II. On the Action of certain Neurotics on the Cerebral Circulation. By PATRICK NICOL, M.D., Physician to the Bradford Infirmary, and ISAAC MOSSOP, L.R.C.P.E., late Resident Physician, Royal Hospital for Sick Children, Edinburgh.

THE uses of the ophthalmoscope, one of the most valuable additions to modern means of research, are not exhausted by its employment for the diagnosis of disease. As a As a means for observing the phenomena of the circulation in the fundus of the eye, under varying circumstances, this instrument may procure for us valuable results in determining the laws of action in the smaller vessels of the

nervous centres.

The object of this paper and those that follow it, is to record some. observations on the condition of the fundus oculi, and especially of the optic disc, under the action of certain neurotic drugs. The circulation of the blood in these parts is of great interest, because it is very closely connected with that in the brain, and conclusions may be drawn from the one to the other, with considerable confidence.

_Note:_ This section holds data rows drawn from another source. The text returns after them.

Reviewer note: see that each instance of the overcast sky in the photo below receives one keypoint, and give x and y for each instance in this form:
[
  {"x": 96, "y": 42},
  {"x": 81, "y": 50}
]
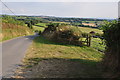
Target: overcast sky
[{"x": 64, "y": 9}]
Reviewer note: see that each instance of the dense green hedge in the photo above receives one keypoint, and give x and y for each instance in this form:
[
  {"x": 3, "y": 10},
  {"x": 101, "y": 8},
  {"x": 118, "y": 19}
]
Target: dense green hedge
[{"x": 112, "y": 54}]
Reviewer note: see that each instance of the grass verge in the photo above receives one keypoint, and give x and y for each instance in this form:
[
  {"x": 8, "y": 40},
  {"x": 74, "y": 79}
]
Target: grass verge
[{"x": 47, "y": 59}]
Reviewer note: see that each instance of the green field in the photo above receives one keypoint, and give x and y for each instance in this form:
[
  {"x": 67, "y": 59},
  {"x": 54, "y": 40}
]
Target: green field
[
  {"x": 38, "y": 28},
  {"x": 87, "y": 30},
  {"x": 41, "y": 24},
  {"x": 83, "y": 61}
]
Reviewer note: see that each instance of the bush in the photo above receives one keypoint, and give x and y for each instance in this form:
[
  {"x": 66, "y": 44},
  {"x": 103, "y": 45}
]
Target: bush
[
  {"x": 62, "y": 33},
  {"x": 111, "y": 59}
]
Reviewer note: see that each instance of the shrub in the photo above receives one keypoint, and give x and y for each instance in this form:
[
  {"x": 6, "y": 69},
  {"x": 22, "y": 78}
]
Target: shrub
[{"x": 111, "y": 59}]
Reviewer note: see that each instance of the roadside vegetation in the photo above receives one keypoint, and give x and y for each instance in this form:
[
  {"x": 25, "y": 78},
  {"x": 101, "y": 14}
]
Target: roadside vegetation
[
  {"x": 61, "y": 51},
  {"x": 12, "y": 28},
  {"x": 48, "y": 59},
  {"x": 53, "y": 56}
]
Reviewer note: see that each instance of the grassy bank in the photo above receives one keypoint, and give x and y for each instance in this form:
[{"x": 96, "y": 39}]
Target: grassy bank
[
  {"x": 10, "y": 31},
  {"x": 46, "y": 59}
]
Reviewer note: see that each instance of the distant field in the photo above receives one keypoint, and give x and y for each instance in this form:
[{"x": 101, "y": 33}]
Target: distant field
[
  {"x": 10, "y": 31},
  {"x": 87, "y": 30},
  {"x": 41, "y": 24},
  {"x": 38, "y": 28}
]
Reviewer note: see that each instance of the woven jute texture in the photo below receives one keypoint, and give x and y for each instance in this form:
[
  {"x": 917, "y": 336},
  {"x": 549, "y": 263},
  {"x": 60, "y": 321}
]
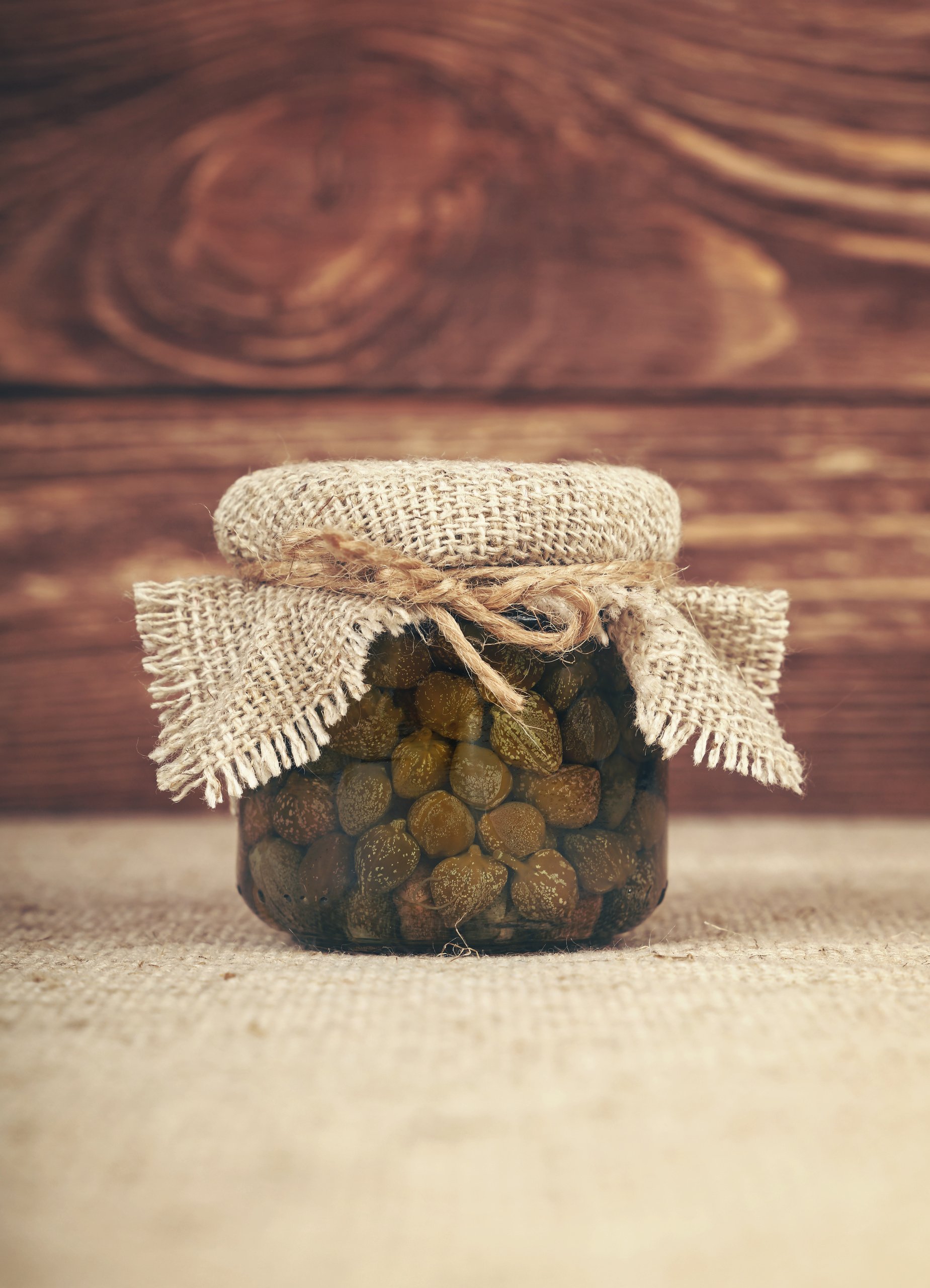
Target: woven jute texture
[
  {"x": 247, "y": 678},
  {"x": 738, "y": 1096}
]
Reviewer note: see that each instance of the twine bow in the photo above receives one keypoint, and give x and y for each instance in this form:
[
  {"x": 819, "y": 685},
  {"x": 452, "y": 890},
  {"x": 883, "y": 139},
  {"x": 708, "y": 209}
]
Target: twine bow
[{"x": 564, "y": 599}]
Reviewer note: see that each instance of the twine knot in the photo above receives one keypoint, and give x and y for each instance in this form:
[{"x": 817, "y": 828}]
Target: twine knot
[{"x": 566, "y": 601}]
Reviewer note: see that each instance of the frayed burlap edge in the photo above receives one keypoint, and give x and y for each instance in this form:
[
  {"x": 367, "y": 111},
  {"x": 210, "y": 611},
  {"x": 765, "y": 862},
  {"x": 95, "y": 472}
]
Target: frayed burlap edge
[{"x": 249, "y": 678}]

The cerebral central artery of the retina, which appears in the centre of the optic disc, is a branch of the ophthalmic artery, and that again of the internal carotid. The ophthalmic vein opens into the cavernous sinus, and its ramifications are subject to much the same conditions of blood-pressure as prevail within the skull. But it is the capillary supply of the optic disc that is the most interesting and important. This is as it were just a small portion of the general blood supply of the brain. The whole subject has been fully set forth in Dr. Clifford Allbutt's recent work.' It appears from the researches of Galezowski (confirmed by Dr. Allbutt), that various vessels proceeding from the pia mater and choroid plexus, are distributed to the optic tracts and nerves. When the fundus oculi is examined with the ophthalmoscope, a more or less rosy tint is generally seen in the disc, especially on the apparent outer side (indirect method of examination), and this is caused by capillary vessels from the branches just referred to, not by branches of the arteria centralis. Hence in observing the increase or diminution of this reddish tint, we are in a manner observing the changes in the vascularity of the brain itself. It is especially from this point of view that the following observations on the actions of neurotics are made.

The experiments reported in this paper were made on healthy individuals. Those which relate to the human eye were carried out on the authors themselves; those which relate to animals, on rabbits.

The Use of the Ophthalmoscope in Diseases of the Nervous System and of the Kidneys.' 1871.